The Expected Peak-to-Average Power Ratio of White Gaussian Noise in Sampled I/Q Data
Adam Wunderlich, Aric Sanders

TL;DR
This paper derives an exact formula for the mean peak-to-average power ratio of sampled white Gaussian noise in I/Q data, aiding RF signal analysis and verification.
Contribution
It provides a novel closed-form expression for the mean PAPR of sampled WGN, improving accuracy over previous approximations and enabling better RF signal characterization.
Findings
Derived an exact formula for mean PAPR of sampled WGN.
Compared new formula with existing approximations.

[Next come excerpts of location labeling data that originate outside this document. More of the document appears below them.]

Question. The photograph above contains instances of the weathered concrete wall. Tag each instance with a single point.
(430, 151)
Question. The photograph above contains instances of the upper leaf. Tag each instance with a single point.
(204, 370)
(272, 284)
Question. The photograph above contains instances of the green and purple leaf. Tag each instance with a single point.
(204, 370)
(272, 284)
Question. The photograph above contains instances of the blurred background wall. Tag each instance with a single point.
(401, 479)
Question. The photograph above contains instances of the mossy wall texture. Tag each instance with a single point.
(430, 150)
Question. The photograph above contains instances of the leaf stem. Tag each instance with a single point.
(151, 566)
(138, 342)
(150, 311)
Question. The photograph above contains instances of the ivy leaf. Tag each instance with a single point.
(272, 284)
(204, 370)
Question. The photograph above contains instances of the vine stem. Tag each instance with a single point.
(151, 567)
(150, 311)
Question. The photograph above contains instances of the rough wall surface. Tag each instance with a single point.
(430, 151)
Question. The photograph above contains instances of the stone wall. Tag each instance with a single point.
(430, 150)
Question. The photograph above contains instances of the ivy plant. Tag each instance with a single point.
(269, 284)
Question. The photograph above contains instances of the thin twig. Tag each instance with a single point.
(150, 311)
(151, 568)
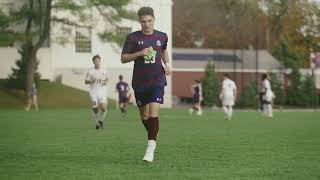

Demonstrated application using measured RF I/Q data.
Abstract
One of the fundamental endeavors in radio frequency (RF) metrology is to measure the power of signals, where a common aim is to estimate the peak-to-average power ratio (PAPR), which quantifies the ratio of the maximum (peak) to the mean value. For a finite number of discrete-time samples of baseband in-phase and quadrature (I/Q) white Gaussian noise (WGN) that are independent and identically distributed with zero mean, we derive a closed-form, exact formula for mean PAPR that is well-approximated by the natural logarithm of the number of samples plus Euler's constant. Additionally, we give related theoretical results for the mean crest factor (CF). After comparing our main result to previously published approximate formulas, we examine how violations of the WGN assumptions in sampled I/Q data result in deviations from the expected value of PAPR. Finally, utilizing a measured RF I/Q…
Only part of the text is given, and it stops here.